Dirty Sexy Bastard

By: Laurelin Paige


Dear Reader,





Welcome to a preview of my Dirty Sexy Bastard, Weston King. He has a helluva story for you, which you may have already glimpsed if you read Dirty Filthy Rich Men and Dirty Filthy Rich Love. Trust me, though-you haven’t seen the half of it. There are still twists and turns you didn’t see coming.

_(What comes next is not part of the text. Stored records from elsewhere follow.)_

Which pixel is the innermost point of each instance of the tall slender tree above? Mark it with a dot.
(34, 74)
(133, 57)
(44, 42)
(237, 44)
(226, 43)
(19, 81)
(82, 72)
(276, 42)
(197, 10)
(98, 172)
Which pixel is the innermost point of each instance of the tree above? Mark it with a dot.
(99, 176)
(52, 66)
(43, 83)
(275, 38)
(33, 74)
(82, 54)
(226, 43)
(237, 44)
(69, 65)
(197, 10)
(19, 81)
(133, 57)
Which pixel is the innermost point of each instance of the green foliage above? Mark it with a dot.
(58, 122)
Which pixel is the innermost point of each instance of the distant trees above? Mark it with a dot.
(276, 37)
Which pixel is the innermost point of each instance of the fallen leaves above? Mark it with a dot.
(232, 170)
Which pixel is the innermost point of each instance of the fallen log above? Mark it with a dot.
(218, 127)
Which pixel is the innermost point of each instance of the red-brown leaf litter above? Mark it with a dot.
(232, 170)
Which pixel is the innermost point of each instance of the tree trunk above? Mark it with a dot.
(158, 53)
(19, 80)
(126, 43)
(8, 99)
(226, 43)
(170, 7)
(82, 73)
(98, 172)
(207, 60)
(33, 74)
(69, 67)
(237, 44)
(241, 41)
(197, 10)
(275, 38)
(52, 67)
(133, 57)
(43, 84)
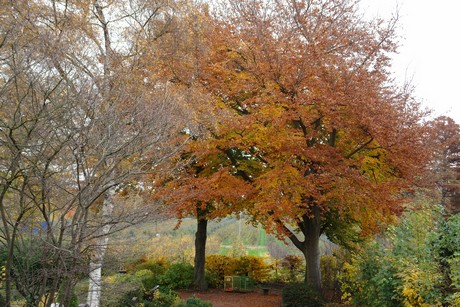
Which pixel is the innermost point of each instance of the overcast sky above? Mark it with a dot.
(430, 49)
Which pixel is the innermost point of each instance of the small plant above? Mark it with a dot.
(299, 295)
(178, 276)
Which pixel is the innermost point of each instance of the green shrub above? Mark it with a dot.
(148, 278)
(163, 298)
(217, 267)
(300, 295)
(194, 302)
(127, 299)
(157, 266)
(178, 276)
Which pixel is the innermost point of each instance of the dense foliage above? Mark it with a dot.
(413, 264)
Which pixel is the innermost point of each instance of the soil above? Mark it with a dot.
(220, 298)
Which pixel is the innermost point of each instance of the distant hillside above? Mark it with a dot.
(229, 236)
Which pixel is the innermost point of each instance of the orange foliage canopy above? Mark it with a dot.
(308, 82)
(311, 118)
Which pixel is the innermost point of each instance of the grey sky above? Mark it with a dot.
(430, 49)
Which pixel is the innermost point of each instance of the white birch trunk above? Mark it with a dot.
(97, 258)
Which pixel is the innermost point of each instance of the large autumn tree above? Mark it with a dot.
(309, 85)
(208, 182)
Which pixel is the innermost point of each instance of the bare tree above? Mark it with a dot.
(85, 117)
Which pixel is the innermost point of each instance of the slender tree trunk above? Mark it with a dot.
(199, 278)
(97, 259)
(312, 231)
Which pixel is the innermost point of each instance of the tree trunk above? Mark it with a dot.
(312, 232)
(199, 278)
(311, 228)
(97, 259)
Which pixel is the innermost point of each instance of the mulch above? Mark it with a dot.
(220, 298)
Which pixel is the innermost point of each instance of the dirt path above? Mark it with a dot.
(220, 298)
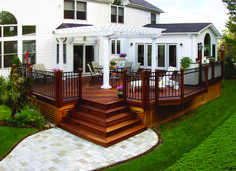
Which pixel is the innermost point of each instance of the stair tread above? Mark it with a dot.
(103, 129)
(99, 118)
(84, 132)
(102, 110)
(126, 132)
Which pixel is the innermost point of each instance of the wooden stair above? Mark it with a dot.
(103, 124)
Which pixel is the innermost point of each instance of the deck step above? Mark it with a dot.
(102, 121)
(103, 124)
(109, 131)
(102, 112)
(100, 140)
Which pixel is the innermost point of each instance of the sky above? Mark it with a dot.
(193, 11)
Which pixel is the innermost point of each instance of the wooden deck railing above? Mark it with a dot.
(145, 88)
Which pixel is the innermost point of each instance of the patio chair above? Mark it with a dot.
(95, 65)
(95, 76)
(128, 65)
(136, 68)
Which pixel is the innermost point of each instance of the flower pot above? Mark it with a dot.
(120, 96)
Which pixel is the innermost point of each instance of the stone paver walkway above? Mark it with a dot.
(56, 149)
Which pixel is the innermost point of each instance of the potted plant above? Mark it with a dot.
(120, 91)
(113, 64)
(123, 55)
(185, 62)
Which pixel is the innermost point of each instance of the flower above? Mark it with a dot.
(123, 54)
(113, 63)
(56, 69)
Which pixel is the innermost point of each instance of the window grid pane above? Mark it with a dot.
(30, 46)
(161, 55)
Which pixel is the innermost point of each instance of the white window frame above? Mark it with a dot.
(76, 10)
(116, 46)
(117, 14)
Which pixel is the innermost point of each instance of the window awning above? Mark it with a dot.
(111, 31)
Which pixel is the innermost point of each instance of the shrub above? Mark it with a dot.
(229, 71)
(5, 113)
(15, 92)
(185, 61)
(28, 117)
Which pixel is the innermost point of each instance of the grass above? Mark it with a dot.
(9, 136)
(183, 135)
(217, 152)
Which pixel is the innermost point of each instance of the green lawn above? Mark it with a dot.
(9, 136)
(183, 135)
(217, 152)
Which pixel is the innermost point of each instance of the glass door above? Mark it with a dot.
(83, 55)
(145, 55)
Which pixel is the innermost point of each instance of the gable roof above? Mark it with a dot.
(180, 27)
(185, 28)
(142, 4)
(69, 25)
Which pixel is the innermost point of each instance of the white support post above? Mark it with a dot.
(61, 53)
(154, 55)
(106, 84)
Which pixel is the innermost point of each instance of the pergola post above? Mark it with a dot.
(106, 84)
(61, 53)
(154, 54)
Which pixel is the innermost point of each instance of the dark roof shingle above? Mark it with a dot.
(145, 4)
(180, 27)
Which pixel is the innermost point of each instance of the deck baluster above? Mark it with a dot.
(182, 84)
(80, 84)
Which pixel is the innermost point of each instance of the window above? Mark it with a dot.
(29, 45)
(64, 53)
(29, 30)
(161, 55)
(115, 46)
(75, 10)
(207, 45)
(153, 18)
(10, 50)
(117, 14)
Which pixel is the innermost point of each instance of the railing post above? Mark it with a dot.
(148, 73)
(207, 67)
(30, 74)
(60, 91)
(157, 86)
(182, 84)
(213, 70)
(13, 68)
(80, 70)
(56, 88)
(124, 85)
(144, 92)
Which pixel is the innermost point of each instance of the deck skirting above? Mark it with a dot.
(162, 114)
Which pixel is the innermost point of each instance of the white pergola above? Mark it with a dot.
(109, 32)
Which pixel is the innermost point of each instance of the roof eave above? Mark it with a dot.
(144, 8)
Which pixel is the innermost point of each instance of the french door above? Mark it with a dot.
(83, 55)
(167, 55)
(144, 54)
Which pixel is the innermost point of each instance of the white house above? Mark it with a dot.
(69, 34)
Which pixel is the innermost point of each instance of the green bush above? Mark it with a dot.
(5, 113)
(185, 61)
(230, 71)
(28, 117)
(15, 92)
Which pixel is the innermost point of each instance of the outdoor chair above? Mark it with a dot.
(162, 82)
(95, 76)
(95, 65)
(128, 65)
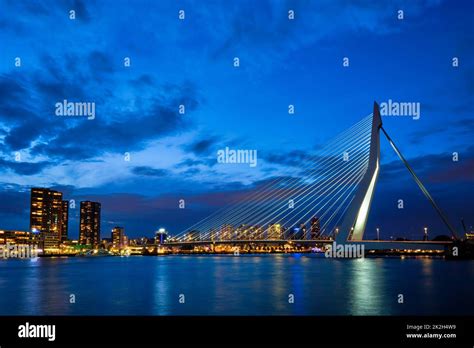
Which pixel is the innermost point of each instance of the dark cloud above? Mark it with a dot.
(27, 108)
(431, 169)
(203, 146)
(149, 171)
(25, 168)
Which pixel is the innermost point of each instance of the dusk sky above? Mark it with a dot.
(190, 62)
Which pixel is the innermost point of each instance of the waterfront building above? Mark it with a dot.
(48, 217)
(18, 237)
(89, 227)
(160, 236)
(315, 228)
(118, 235)
(303, 233)
(65, 220)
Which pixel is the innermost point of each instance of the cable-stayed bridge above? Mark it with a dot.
(328, 198)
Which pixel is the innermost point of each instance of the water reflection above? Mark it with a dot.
(365, 279)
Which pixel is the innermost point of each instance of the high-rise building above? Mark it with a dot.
(315, 228)
(118, 235)
(47, 216)
(64, 225)
(302, 231)
(161, 235)
(89, 228)
(18, 237)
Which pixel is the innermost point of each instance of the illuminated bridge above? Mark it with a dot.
(326, 199)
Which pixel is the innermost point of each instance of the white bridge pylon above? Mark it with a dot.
(325, 196)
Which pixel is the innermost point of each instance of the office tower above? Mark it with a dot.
(64, 222)
(89, 228)
(160, 236)
(118, 235)
(303, 232)
(315, 228)
(47, 216)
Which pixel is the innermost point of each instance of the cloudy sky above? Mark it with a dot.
(190, 62)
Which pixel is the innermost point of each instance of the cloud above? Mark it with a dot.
(24, 168)
(121, 124)
(149, 171)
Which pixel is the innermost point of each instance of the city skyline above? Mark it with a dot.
(173, 156)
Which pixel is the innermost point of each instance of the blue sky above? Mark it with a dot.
(190, 62)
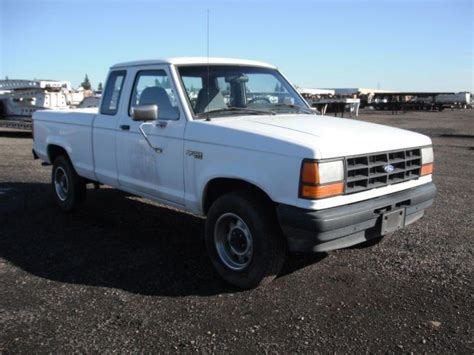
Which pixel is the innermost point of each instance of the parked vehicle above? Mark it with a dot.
(233, 140)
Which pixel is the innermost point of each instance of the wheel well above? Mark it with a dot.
(55, 151)
(220, 186)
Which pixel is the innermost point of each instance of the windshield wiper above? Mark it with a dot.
(300, 108)
(236, 110)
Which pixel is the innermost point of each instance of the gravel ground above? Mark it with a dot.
(125, 275)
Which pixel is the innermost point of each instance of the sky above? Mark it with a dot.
(417, 45)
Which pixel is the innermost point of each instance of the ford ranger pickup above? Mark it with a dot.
(232, 140)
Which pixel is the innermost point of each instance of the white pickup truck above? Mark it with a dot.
(233, 140)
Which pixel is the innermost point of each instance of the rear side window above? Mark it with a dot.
(112, 92)
(153, 87)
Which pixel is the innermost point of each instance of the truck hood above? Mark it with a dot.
(327, 137)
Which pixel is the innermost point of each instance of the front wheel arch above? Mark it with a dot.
(219, 186)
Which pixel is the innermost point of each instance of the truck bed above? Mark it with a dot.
(70, 129)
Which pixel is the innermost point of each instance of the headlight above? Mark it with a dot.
(427, 160)
(321, 179)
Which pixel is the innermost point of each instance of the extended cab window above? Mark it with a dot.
(112, 92)
(153, 87)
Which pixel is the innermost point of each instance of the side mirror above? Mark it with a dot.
(145, 113)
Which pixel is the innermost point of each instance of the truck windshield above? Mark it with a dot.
(222, 90)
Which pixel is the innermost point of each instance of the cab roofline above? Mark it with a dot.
(193, 61)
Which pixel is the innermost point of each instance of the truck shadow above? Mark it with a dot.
(115, 240)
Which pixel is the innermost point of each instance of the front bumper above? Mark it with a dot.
(344, 226)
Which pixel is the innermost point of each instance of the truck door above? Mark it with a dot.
(105, 129)
(154, 167)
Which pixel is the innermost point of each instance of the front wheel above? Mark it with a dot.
(243, 240)
(69, 189)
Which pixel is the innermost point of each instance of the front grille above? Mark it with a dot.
(367, 171)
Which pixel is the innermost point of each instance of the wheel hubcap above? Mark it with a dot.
(61, 183)
(233, 241)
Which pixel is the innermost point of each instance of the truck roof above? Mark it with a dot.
(194, 61)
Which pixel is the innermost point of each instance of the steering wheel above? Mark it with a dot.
(259, 99)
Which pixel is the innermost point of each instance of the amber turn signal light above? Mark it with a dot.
(427, 169)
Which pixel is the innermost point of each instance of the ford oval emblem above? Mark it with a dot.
(389, 168)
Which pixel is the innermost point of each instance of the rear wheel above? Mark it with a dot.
(243, 240)
(69, 189)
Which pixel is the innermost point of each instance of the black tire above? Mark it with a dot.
(70, 198)
(269, 245)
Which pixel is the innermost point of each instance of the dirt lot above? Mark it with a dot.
(125, 275)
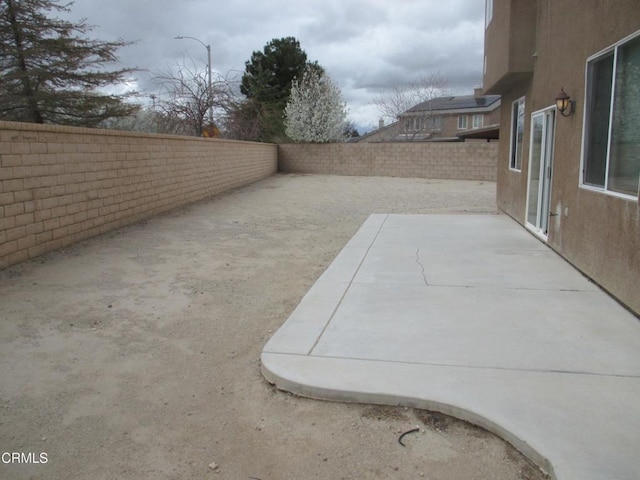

This free novella is a prequel to the real story told in the Dirty Games Duet, which includes Dirty Sexy Player and Dirty Sexy Games. You don’t need to read this to enjoy the duet, but I’m sure you’ll love this little taste of my sexy couple.





xoxo,

Laurelin





One





Elizabeth





Feeling the weight of a hundred eyes on me, I stared at the pile of dirt in my hand. It felt cold and messy in my palm. Like the entire situation, really. What was I waiting for? Hesitating wasn’t going to change the reality of my life now. It wasn’t going to bring my father back.

I knew that. I accepted it. It was much harder to accept that this moment was supposed to feel more monumental than it did. It was supposed to feel sentimental. It was supposed to be a goodbye.

With a slight shake of my head, I spilled the dirt over the casket below me. This wasn’t anything but a formality. My father’s death had just occurred, but he’d said goodbye to me years before.

I stepped away from the hole in the ground and headed directly to my mother who was waiting for me with open arms. I didn’t really want to hug it out, but it was better her than the countless strangers who felt the need to express their condolences with unwanted touches and sentiments said so often they’d become meaningless.

At least my father had asked for his funeral to be in the States so he could be buried next to his parents in the family plot. It made it much easier to deal with the day without having to struggle with remembering my French. The last week at his side in Paris in the hospital had been bad enough. He’d been unconscious the entire time, and yet I’d felt it was my duty to stay there, to greet visitor after visitor as they came to pay their respects. People who had known and loved him. People he’d probably known and loved too. I’d wondered with each expression of sympathy, delivered in broken English or thick French accents, if the bearer realized the irony of the delivery. It should have been me extending consolation. I didn’t know my father, not really. He certainly didn’t know me. As for love...well, it was hard to believe he’d felt much of that for me.

I still wasn’t sure how I felt about him. Would that ever change? Probably not now.

My mother offered her own version of comfort, rocking me side to side as she embraced me. “You made it through, honey. And you looked so beautiful as you did, too.”

That’s what equaled strength in her eyes—looking on point. Being put together.

“Thank you, Mom.” I pulled out of her arms and blinked back the moisture sticking to my eyelash. They weren’t tears. I wasn’t crying. A glance at the sky said that the dark clouds had finally burst, and it was now raining. Icy, cold November rain. Fabulous. Rain at a wedding was good luck, they said. Rain at a funeral? Appropriate was the only word I could think of for it.

A hand pressed flat against my back. Resisting the urge to shrug it off, I turned to face the latest consoler.

“You’re Elizabeth, right?” the older woman asked. Old as in my mother’s age, which wasn’t really that old since she’d had me in her early twenties, and I was only going on twenty-five. She was nearly as pretty as my mother as well. And my mother was very pretty.

“I am.” I studied her, sure that I’d seen her before. “Do I know you?”

“Eileen Sanchez. You probably don’t remember me. You were just a little girl in pigtails when I first met you. I was your father’s secretary for about a year before he moved the headquarters to Paris.”

Oh, yes. I remembered her now. Even at the age of nine, I’d found the relationship she’d had with my father seemed awfully friendly. My parents had already been divorced by then, but Eileen—Ms. Sanchez, as I’d known her—had been the first “other woman” I’d encountered. The first of many that had come into my father’s life, each of them seeming to earn more attention than me, and they were already second to his company.